На кровати, что находилась чуть поодаль от окна, сидел подросток шестнадцати-восемнадцати лет, с длинными черными волосами, в своей любимой белой пижаме. Он казался призраком в таком одеянии, единственное, что отличало его от полуживого – нездоровый румянец на щеках.
Браун сел на шаткий деревянный стул возле окна.
- Здравствуй, Билл.
Мальчик кивнул.
- А с Томом вы почему не здороваетесь?
- С Томом? – удивился врач.
- Да. Ну, вот же он! Рядом. – Билл указал на сидящего рядом брата.
Джон кивнул «в знак приветствия» и сделал несколько записей.
- Том – твой друг?
- Он – мой брат! И… - мальчик покраснел и смущено опустил глаза. – Томми, выйди, пожалуйста, - посмотрев на отражение, попросил черноволосый.
- Ты хотел сказать мне что-то наедине? – когда «Том вышел».
- Да. Понимаете, я люблю Тома. Очень. Он – как я, только лучше. Мое отражение в другом человеке…, - мальчик говорил и говорил, долго рассказывал про себя и Тома. Он говорил, что они уже давно вместе, что уже давно рядом и только недавно он осознал, что любит... брата.
Доктор Браун все с тем же спокойствием записал несколько слов у себя в бумагах и, поблагодарив Билла за разговор, ушел.
***
Вернувшись в свой кабинет, он обречено запустил пальцы в короткие рыжие волосы. После, сделав пару звонков, перечитал свои же записи и позвонил Йосту и вызвал к себе с утра. Разговор намечался не из приятных. Марта принесла успокоительное и стакан воды.
***
Они сидели друг напротив друга. Джон протирал очки тонкой мягкой тканью, Дэвид держался за колени, как за спасательный круг.
- Совсем никак? – с ноткой зеленоглазой надежды в серых как пепел глазах.
- От любви лекарства нет, - грустно покачал головой врач.
Причем здесь любовь?
Браун проигнорировал вопрос и, протерев второе стеклышко, налил себе стакан виски.
Второй стакан он протянул Йосту.
- Но…
- Нет, Дэвид.
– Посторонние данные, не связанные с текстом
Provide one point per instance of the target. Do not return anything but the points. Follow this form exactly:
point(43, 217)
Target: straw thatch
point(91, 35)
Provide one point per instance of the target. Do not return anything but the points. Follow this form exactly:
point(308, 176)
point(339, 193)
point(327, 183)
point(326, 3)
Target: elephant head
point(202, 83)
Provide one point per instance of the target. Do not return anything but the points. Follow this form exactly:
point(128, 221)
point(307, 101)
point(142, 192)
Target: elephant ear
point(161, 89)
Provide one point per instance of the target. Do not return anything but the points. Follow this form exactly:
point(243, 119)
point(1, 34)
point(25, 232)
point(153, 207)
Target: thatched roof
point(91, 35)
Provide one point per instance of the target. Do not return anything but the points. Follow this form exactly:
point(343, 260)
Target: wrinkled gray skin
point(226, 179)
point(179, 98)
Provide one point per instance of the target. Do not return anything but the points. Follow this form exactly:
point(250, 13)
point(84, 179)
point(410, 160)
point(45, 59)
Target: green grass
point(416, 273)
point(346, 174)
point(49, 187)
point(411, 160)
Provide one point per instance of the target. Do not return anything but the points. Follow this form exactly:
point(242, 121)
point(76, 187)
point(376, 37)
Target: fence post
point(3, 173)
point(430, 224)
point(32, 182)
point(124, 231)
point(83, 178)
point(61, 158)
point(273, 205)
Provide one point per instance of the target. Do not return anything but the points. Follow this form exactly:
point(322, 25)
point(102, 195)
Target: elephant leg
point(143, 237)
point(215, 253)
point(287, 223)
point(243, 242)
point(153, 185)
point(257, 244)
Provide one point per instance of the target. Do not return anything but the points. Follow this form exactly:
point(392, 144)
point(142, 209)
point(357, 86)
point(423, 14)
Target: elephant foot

Ему уже ничем не помочь, - покачал головой Джон. - Это шизофрения. – и уже тише прибавил: - правда я впервые вижу, чтобы человек настолько отделил от себя и полюбил собственное второе «я», - повертев в руке пустой стакан, он поставил его на стол и вытащил из ящика стола завалявшуюся пачку сигарет.
- Он, что? – глаза то ли от испуга то ли от удивления широко распахнулись.
- От такой любви лекарства нет. Мне очень жаль, Дэйв. Ему уже ничем не помочь. Ничем, - и доктор Браун, впервые за всю свою жизнь, закурил.